Nel giro di boa della sua carriera, il tennista francese non poteva non partecipare a uno dei primi tornei affrontati nel tennis dei grandi. Un torneo in cui aveva esordito nel lontano 2005, quando a eliminarlo al primo turno — proprio sul Campo Ranieri III — fu il “re della terra battuta” Rafael Nadal. Una sfida che, undici anni dopo, si ripeté nel turno diametralmente opposto: nella finale del 2016 del Masters del Principato si ritrovarono ancora una volta Gael e Rafa, uno di fronte all’altro, con lo stesso esito del 2005.

Il confronto tra la leggenda spagnola e il carismatico giocatore francese è stato ricordato nella clip celebrativa che il torneo ha voluto dedicare a Monfils dopo la partita con Bublik: un momento emozionante che, per tutta la sua durata, ha strappato un sorriso anche al kazako.

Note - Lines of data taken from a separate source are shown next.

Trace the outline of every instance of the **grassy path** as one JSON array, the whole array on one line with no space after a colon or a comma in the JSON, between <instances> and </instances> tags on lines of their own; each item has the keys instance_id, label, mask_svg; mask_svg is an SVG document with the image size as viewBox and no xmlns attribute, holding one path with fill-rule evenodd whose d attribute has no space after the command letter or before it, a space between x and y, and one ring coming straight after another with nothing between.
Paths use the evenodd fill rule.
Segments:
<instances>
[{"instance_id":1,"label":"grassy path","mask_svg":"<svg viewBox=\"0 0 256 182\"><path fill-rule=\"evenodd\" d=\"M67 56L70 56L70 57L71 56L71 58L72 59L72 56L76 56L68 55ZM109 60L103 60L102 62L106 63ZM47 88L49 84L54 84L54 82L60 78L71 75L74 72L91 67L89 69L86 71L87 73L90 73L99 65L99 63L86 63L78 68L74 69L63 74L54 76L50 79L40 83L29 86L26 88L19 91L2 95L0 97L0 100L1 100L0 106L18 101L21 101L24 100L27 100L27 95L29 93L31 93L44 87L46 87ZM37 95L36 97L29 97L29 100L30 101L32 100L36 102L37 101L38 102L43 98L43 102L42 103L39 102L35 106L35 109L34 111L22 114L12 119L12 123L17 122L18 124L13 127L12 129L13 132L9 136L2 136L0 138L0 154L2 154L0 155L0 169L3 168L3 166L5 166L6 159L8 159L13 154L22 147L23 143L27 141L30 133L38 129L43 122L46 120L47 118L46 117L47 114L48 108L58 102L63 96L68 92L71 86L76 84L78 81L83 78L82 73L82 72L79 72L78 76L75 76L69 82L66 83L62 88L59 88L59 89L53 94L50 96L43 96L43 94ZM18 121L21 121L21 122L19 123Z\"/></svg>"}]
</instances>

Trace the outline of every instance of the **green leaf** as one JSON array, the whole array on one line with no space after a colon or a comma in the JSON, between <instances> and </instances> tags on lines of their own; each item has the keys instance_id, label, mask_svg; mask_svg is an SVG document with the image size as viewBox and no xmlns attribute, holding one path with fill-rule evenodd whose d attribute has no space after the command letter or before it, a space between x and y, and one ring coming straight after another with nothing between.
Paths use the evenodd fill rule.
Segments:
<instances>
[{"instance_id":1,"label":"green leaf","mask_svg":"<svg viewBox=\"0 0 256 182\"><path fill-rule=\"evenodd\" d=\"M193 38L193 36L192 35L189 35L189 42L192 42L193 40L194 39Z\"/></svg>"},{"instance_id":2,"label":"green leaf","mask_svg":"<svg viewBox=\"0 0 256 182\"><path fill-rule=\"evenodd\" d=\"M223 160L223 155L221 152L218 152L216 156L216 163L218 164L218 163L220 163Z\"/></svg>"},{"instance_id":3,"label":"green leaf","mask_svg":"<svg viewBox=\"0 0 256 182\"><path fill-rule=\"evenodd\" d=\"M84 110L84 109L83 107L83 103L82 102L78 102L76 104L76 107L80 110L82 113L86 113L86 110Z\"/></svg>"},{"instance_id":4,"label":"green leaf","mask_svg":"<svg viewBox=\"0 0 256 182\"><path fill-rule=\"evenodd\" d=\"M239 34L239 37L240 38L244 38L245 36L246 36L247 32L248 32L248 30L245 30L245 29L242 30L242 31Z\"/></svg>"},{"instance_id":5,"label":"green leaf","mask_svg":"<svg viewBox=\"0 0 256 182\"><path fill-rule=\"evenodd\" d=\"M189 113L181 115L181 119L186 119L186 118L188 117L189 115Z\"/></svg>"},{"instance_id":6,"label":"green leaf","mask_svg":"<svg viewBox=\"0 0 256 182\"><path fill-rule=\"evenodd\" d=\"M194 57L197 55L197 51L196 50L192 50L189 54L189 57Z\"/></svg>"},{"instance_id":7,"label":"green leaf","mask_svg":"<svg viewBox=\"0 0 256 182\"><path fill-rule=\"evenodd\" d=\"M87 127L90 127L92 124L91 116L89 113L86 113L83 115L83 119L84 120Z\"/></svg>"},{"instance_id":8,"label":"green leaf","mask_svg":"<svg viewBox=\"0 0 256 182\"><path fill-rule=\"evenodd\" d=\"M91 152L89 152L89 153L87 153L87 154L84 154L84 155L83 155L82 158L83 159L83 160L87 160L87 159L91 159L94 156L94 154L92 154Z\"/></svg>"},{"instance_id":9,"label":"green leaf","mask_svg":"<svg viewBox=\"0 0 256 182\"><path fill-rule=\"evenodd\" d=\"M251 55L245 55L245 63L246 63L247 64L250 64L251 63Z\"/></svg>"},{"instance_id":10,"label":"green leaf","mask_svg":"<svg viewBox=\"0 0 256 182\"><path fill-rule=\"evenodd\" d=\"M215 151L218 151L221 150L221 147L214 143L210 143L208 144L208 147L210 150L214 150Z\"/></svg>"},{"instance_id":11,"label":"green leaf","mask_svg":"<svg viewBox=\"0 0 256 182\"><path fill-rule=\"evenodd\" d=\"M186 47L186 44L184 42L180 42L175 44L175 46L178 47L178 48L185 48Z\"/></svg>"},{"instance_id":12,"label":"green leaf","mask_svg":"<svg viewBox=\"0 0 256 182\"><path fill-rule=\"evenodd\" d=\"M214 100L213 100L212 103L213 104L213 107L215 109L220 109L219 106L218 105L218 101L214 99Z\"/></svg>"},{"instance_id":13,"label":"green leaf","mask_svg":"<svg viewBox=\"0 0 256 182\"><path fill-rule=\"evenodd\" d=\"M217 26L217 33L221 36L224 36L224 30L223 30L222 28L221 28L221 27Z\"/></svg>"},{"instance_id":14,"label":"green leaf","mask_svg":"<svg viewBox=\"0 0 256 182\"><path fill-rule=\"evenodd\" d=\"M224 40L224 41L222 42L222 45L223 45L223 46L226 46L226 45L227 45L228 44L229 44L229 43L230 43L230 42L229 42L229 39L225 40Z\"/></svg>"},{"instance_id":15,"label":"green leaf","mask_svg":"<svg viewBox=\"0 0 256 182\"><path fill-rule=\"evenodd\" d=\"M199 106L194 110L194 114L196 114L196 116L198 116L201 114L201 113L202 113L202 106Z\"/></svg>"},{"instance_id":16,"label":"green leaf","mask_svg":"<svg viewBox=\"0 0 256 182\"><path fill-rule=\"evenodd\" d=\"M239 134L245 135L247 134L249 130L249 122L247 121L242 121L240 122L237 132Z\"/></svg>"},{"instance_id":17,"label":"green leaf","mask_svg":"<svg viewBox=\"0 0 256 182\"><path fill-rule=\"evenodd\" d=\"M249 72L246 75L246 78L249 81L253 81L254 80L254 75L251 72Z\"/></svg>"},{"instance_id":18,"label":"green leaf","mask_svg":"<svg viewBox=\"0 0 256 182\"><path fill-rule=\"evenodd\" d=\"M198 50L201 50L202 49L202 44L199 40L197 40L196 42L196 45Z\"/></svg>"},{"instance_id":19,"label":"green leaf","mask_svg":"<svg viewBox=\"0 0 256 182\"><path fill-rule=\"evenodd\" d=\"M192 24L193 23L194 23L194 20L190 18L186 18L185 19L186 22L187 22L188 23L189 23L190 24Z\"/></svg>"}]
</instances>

Applausi a scena aperta da parte di tutto l’impianto per un giocatore che ha sempre amato la settimana di Monte-Carlo e che, grazie ai suoi colpi spettacolari, come quello con finta annessa contro Dolgopolov nel 2015, e a partite memorabili, come la vittoria contro Federer nello stesso anno, ha regalato colori più vivaci al torneo per oltre vent’anni. Come sarà da qui in avanti non possiamo saperlo. D’altronde, di Gaël Monfils non ne nascono tutti i giorni.